Environment setup

In order to run simulations on the SpiNNaker using PyNN, we need to set up a development environment with the appropriate packages and configure the connection between the board and our work machine. The project repository should be cloned on the work machine. From the CLI,

git clone https://github.com/ljazzal/spinnaker-tutorial.git
cd spinnaker-tutorial

Installation

Before starting, it is important to have python3.8 and virtualenv installed on the work machine. It is then easiest to set up a python virtual environment to ensure the correct project dependencies get installed. The virtual environment venv can be created locally with the following command

virtualenv -p /usr/bin/python3.8 venv

and activated

source venv/bin/activate

If the environment has been successfully activated, a (venv) will prepend the CLI (to deactivate it, simply run deactivate from the CLI). It is a good idea to verify the python version with

which python
# <absolute-path-to>/venv/bin/python

python --version

Next, the required python dependencies can be installed and setup.

pip install -r requirements.txt
python -m spynnaker8.setup_pynn

To configure SpyNNaker, a python interface to the SpiNNaker system, the configuration file .spynnaker.cfg is generated in the user's home directory.

python -c "import pyNN.spiNNaker as sim; sim.setup(); sim.end()"

Network configuration

By default, the 48-chip SpiNNaker board (version 5) has IP-address 192.168.240.1. These settings should be entered in the configuration file ~/.spynnaker.cfg.

[Machine]
machineName = 192.168.240.1
version = 5

For the next step, the work machine should be connected to the bottom-left Ethernet port of the SpiNNaker board (positioned such that the logo is upright) and the power adapter connected to the board on the right hand side. On the work machine, the network interface from the wired connection will be up and it should be configured to be on the same network as the SpiNNaker board.

Wired connection configuration

From the CLI, the connection can be checked by pinging the board

ping 192.168.240.1
# 64 bytes from 192.168.240.1 (...)
# 64 bytes from 192.168.240.1 (...)

Verification

The setup can be verified by running a PyNN example simulation.

# Download the examples
wget https://github.com/SpiNNakerManchester/PyNN8Examples/archive/refs/tags/Spinnaker6.0.0.zip

# Extract
unzip Spinnaker6.0.0.zip

# Run example
python PyNN8Examples-Spinnaker6.0.0/examples/va_benchmark.py

If the setup was successful, the terminal will quickly fill up with logs as the simulation is transfered and run on the board. The output should look something like this:

SpiNNaker setup benchmark

NEST installation from source (Optional)

While we ultimately want to run simulations on the SpiNNaker board, PyNN supports many backends which can prove useful to the development of simulations.

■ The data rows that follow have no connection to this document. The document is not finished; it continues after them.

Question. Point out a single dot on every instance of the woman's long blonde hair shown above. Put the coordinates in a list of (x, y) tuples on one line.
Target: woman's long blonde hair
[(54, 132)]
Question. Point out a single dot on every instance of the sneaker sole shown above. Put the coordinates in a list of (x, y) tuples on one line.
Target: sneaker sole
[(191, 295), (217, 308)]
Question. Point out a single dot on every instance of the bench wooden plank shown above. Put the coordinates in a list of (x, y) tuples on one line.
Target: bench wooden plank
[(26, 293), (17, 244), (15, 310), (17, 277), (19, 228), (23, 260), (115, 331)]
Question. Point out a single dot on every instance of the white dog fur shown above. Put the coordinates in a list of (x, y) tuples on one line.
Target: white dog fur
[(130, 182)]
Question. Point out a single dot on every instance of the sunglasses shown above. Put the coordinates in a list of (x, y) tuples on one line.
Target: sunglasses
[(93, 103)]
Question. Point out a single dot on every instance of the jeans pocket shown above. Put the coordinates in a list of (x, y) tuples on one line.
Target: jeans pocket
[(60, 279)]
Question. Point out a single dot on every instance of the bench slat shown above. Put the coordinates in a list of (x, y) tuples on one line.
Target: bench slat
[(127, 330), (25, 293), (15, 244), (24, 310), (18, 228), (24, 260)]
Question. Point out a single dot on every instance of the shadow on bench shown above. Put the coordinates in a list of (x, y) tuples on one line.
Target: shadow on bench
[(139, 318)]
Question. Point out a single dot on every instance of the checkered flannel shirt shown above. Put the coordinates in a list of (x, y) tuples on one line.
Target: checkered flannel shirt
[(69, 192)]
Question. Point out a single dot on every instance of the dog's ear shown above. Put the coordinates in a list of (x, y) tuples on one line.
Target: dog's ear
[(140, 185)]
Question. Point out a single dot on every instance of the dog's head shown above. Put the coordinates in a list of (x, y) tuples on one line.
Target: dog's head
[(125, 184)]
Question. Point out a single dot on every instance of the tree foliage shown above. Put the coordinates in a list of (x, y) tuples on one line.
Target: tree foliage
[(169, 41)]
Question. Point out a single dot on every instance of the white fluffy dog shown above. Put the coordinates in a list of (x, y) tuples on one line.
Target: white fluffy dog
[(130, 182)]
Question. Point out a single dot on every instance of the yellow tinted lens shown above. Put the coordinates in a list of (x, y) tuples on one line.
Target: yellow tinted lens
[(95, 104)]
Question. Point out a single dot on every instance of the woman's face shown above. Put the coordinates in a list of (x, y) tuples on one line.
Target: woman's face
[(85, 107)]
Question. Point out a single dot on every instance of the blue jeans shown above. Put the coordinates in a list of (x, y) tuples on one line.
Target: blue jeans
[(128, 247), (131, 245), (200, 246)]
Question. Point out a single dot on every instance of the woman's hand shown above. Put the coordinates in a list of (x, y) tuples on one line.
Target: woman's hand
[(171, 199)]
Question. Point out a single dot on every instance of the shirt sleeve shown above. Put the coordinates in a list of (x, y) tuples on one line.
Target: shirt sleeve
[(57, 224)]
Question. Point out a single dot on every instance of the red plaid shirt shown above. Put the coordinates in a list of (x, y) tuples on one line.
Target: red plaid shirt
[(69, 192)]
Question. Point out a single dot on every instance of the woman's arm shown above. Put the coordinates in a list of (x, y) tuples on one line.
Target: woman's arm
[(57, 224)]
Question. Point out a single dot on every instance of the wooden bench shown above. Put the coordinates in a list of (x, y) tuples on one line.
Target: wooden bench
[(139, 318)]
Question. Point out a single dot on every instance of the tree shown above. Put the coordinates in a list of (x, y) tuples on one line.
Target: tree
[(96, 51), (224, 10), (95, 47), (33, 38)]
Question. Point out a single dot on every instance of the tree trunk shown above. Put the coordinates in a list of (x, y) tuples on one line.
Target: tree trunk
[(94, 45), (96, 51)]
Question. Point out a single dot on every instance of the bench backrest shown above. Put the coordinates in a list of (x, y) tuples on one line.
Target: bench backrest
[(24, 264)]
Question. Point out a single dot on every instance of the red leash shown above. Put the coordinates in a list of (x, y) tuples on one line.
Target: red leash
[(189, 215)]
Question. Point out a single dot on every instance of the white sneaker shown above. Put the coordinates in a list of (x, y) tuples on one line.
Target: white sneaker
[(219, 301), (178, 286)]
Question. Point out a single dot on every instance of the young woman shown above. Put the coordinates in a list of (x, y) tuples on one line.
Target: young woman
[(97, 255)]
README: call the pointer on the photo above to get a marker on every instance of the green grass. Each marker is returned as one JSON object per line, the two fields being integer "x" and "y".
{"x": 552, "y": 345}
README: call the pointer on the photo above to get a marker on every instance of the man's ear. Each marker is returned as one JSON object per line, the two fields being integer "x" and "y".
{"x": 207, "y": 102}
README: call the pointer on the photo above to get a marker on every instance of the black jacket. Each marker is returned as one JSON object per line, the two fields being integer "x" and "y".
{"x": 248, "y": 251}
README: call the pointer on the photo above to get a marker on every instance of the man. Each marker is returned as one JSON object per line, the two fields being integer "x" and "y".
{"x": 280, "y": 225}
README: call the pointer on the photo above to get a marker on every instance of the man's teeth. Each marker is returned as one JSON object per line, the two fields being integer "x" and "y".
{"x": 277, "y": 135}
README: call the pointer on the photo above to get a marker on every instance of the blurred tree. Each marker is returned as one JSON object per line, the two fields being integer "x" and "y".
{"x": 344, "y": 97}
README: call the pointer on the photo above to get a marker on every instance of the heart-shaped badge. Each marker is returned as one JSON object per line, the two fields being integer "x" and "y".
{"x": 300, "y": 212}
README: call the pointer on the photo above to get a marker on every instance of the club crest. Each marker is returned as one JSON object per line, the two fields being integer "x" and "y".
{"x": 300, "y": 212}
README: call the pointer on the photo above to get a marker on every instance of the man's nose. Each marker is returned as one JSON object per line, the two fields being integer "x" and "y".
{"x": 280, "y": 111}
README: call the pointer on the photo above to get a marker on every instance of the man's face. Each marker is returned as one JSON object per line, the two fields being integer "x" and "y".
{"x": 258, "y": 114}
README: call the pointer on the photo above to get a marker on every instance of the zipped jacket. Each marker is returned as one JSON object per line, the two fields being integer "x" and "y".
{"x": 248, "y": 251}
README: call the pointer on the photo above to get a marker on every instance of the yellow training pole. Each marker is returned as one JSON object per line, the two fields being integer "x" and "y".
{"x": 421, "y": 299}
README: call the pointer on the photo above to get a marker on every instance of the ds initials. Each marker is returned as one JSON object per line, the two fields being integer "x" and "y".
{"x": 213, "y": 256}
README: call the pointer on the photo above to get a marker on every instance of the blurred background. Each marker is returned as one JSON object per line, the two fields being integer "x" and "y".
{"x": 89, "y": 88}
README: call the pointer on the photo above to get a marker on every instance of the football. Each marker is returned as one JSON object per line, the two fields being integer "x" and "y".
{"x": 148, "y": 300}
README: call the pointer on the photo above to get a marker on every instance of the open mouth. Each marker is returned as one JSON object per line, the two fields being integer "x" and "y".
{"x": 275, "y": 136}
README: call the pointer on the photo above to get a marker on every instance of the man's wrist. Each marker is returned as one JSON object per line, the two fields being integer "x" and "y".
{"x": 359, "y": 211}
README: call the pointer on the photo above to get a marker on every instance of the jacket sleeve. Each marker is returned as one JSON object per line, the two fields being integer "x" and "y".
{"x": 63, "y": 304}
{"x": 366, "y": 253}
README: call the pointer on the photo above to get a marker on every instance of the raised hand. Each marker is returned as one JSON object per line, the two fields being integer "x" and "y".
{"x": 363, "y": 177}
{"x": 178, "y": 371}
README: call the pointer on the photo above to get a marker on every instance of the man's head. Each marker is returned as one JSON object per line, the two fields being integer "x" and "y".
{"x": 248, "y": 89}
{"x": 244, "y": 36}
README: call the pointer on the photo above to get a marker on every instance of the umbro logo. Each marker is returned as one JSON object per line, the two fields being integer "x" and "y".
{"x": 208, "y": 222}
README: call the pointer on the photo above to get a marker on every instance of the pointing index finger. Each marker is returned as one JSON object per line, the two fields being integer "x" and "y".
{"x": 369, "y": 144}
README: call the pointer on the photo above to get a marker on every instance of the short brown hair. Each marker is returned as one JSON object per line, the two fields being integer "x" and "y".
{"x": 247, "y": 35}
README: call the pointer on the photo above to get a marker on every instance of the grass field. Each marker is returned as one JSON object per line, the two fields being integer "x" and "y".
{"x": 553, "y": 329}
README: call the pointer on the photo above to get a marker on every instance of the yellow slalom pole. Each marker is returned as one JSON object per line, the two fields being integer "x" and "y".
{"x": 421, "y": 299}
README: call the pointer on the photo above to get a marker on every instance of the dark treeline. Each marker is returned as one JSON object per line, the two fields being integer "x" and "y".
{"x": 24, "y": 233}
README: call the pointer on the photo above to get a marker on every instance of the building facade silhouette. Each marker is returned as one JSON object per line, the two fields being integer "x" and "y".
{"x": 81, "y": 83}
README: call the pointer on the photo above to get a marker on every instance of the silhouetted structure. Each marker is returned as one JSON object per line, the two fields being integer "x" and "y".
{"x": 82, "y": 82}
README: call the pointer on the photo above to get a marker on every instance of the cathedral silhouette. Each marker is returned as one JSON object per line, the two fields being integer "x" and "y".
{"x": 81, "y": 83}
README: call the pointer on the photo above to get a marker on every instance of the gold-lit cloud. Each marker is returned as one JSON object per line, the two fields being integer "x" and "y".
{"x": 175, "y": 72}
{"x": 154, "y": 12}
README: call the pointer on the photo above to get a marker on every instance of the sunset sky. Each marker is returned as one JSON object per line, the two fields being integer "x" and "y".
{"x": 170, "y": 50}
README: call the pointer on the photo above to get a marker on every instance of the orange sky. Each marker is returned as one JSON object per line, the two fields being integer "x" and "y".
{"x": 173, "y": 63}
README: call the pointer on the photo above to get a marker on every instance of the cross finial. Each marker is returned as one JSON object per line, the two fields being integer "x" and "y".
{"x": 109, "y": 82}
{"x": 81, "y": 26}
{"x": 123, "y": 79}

Unfortunately, each backend supports a different subset of the PyNN library. However, significant overlap was found between the SpiNNaker support and the NEST support. For this reason, we have used NEST as a complementary, "off-board", alternative for development. While not required for the tutorial, the following instructions detail the installation of the latest NEST release from source for future reference.

Installing NEST from source may be desired to build in specific extensions or to have access to the latest features. These instructions are independent from the previous sections and therefore, the virtual environment can be deactivated (with deactivate at the CLI).

The following instructions will install NEST in /opt/nest, but a different directory may be used. sudo privileges are (most likely) required to install in this directory.

# Create directory
cd /opt && sudo mkdir nest

# Change ownership to current user (not required if NEST is being installed in a home directory)
sudo chown -R $USER:$USER /opt/nest
cd nest

The latest release can be retrieved here.

# Download latest release
# TODO: update to NEST3.0
wget https://github.com/nest/nest-simulator/archive/refs/tags/v2.20.1.tar.gz

# Extract
tar -xzvf nest-simulator-2.20.1.tar.gz

# Create build directory
mkdir nest-simulator-2.20.1-build
cd nest-simulator-2.20.1-build

The build process supports a number of CMake options. For instance, to use NEST as the PyNN backend, the python binding (PyNEST) will be needed; it is included with the flag -Dwith-python=3.

cmake -DCMAKE_INSTALL_PREFIX:PATH=/opt/nest/ /opt/nest/nest-simulator-2.20.1 -Dwith-python=3

The output of cmake can be inspected to ensure that python support has been included (Python bindings: Yes). Then, NEST can be compiled and installed with

make                # slow
make install        # fast
make installcheck   # slow

Finally, NEST environment variables will need to be loaded into the active bash session. The following command will allow these variables to be automatically loaded each time a session is opened.

echo 'source /opt/nest/bin/nest_vars.sh' >> ~/.bashrc
source ~/.bashrc

To verify that the installation was successful, the NEST version can be printed to the console

python -c "import nest; print(nest.version())"